Through the years, Palmore's interest in rockets, military and defense operations, and national security issues continued to percolate. In 1989, he began working—through the University—at the U.S. Army's Champaign-based Construction Engineering Research Laboratory.

His work with CERL on projects for the Army, Navy, and Air Force ultimately prepared him for what has become an academic sideline: serving as a professor in the LAS's Program in Arms Control, Disarmament and International Security (ACDIS). Through ACDIS, Palmore co-teaches Math 351, "Technology and Security—Preventive Defense against Weapons of Mass Destruction." The course introduces students to the quantitative study of security problems facing the United States, focusing on threats posed by all manner of weapons of mass destruction: chemical, biological, radiological, and nuclear agents, as well as cyber attacks.

"I tried to shape the overall approach in the course to determining where you can do quantitative analysis—where does it make sense?" Palmore says. "Quanti-tative analysis is not only collecting data and running statistical analyses. It has to do with stripping things into parts. It's about phrasing problems or phrasing analyses in such a way that they can easily be communicated in social sciences."

That approach can be used to plan preventive defenses against everything from the launch of an intercontinental ballistic missile by a rogue nation to a cyber-terrorist attack on the Internet.

While Palmore's students may not have anticipated the modus operandi of the terrorists who launched the September 11 attacks, they did explore the likelihood of terrorist assaults at home and abroad. And they considered various types of threats as well as delivery methods.

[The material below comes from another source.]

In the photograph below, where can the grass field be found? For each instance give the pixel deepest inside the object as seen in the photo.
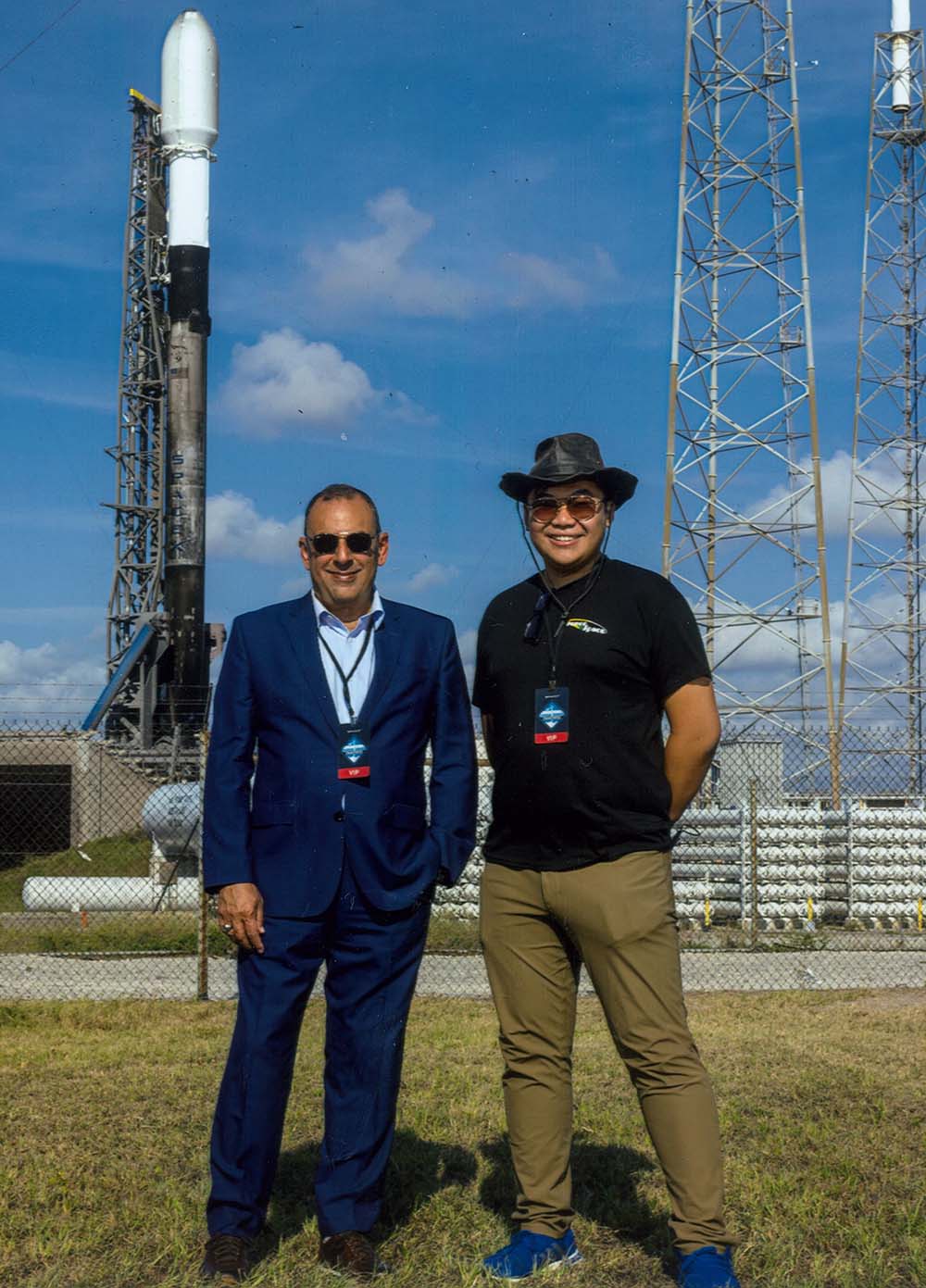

Palmore also has co-taught a seminar, "Protecting Populations and Critical Infrastructure against Terrorist Attack."

Last August, Palmore and co-author Francois Melese published a paper in the journal Defense Analysis, in which they used a mathematical model known as game theory to determine whether deployment of a proposed National Missile Defense system against an ICBM attack makes sense.

In one scenario described in the paper, Palmore and Melese consider the outcome of two-player games in which one player is the United States. The objective is "to drive the adversary to use weapons other than ballistic missiles without the U.S. deploying a national missile defense." Sadly, Palmore says, the September 11 attacks demonstrated the reality of some of their conclusions.

"If we build a defense which everybody, including ourselves, believed to be 100 percent effective against any single or small number of ICBMs launched with any warheads," Palmore says, "then obviously one group is not going to spend money trying to launch an ICBM. They're going to do one of many other things."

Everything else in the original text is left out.